İlk tanıştığım kişilerin sordukları klasik sorudur “Memleket nere?” sorusu. İlginç bir şekilde, “Antalya” diye cevap verdiğimde takip eden soru ise “Asıl memleket nere?” şeklindedir.
Kaleiçi’nde doğan, Atatürk İlkokulu’nda okuyan, Antalya Lisesi’nden mezun olan bir kişiye sorulabilecek en saçma sorulardan birisidir bu. Ancak, artık Antalya çocukluğumun geçtiği o küçük şirin Anadolu şehri olmadığı için, insanların birbirlerine Antalya’ya nerelerden göçtüklerini sormasından doğal bir şey olamaz. Günümüzde farklı ülkelerden de göç alan bir metropole dönüşen kentin bazı bölgelerinde Türkçe koşuşacağımız insanlar bulmakta bile zorluk çekiyoruz.

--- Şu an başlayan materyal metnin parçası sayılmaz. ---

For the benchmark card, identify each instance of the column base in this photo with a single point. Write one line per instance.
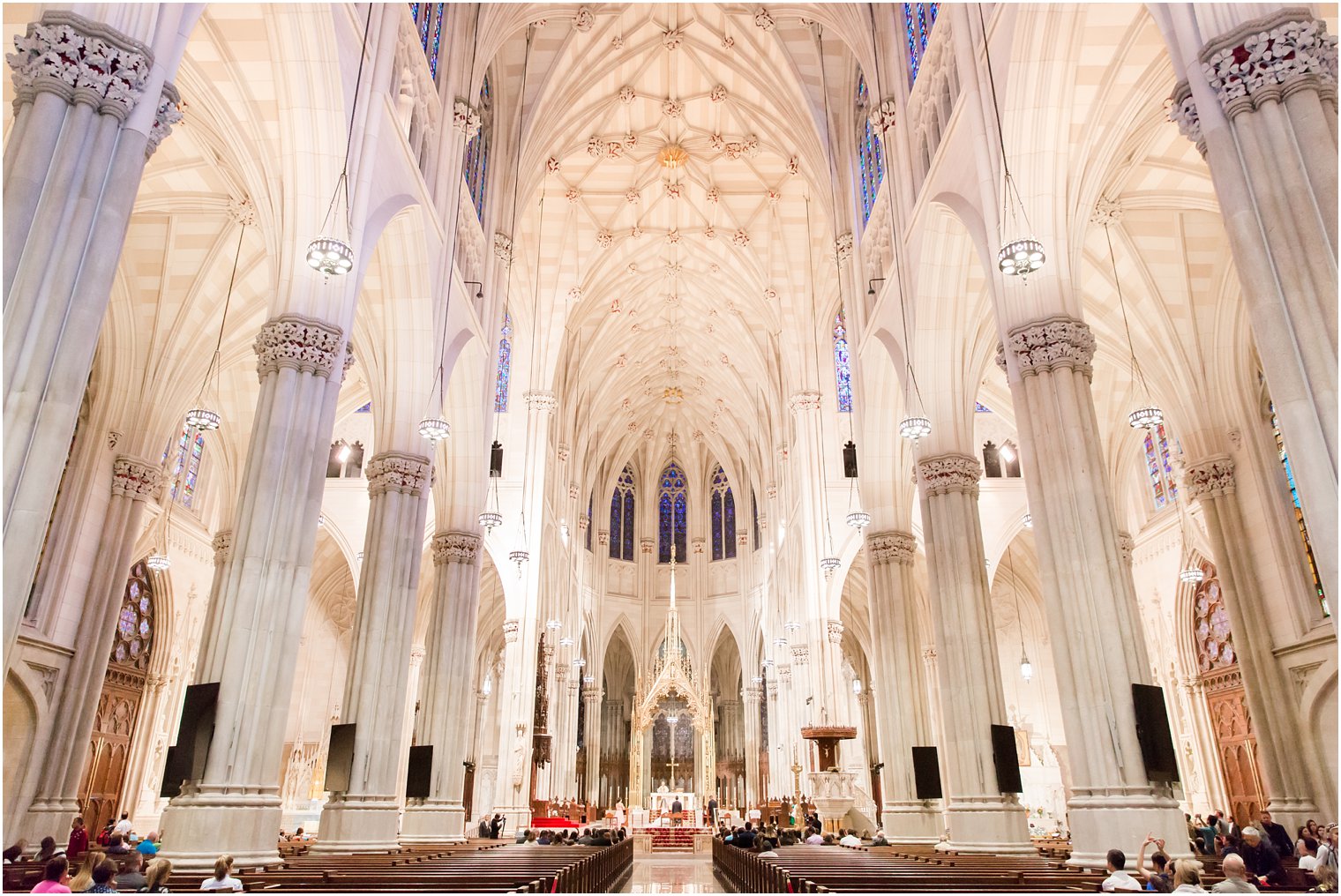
(1120, 818)
(912, 823)
(987, 825)
(198, 828)
(49, 818)
(358, 825)
(433, 823)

Bir şehrin son 30 yılda oldukça büyüyüp bir cazibe merkezi haline gelmesi ülke ekonomisi açısından faydalı olsa da, gerek tarımın gerekse turizmin başkenti kabul edilen Antalya’nın hızlı gelişim sürecinin kent yaşamını nasıl etkilediği nedense ulusal gündemi çok fazla meşgul etmiyor.
Oysa ki, bu şehrin bir evladı olarak sormak istediğim çok fazla soru var:
Kentin altyapısı ve üstyapısı şehrin hızlı büyümesine ayak uydurabilmiş midir mesela? Ya da, kentte trafik sorunu olmadığını söyleyebilir miyiz? Üç büyük şehirden Antalya’ya uzanan otoban ve hızlı tren projeleri neden sadece seçim dönemlerinde konuşulur? Şehir depreme ne kadar hazırdır? Son yağmur felaketi ulusal basında ne kadar haber olabilmiştir?
Sorular bitmez, cevaplar gelir mi bilinmez. Ancak bu şehre gönül veren birisi olarak bu köşede Antalya’ya dair yazmaya çalışacağım.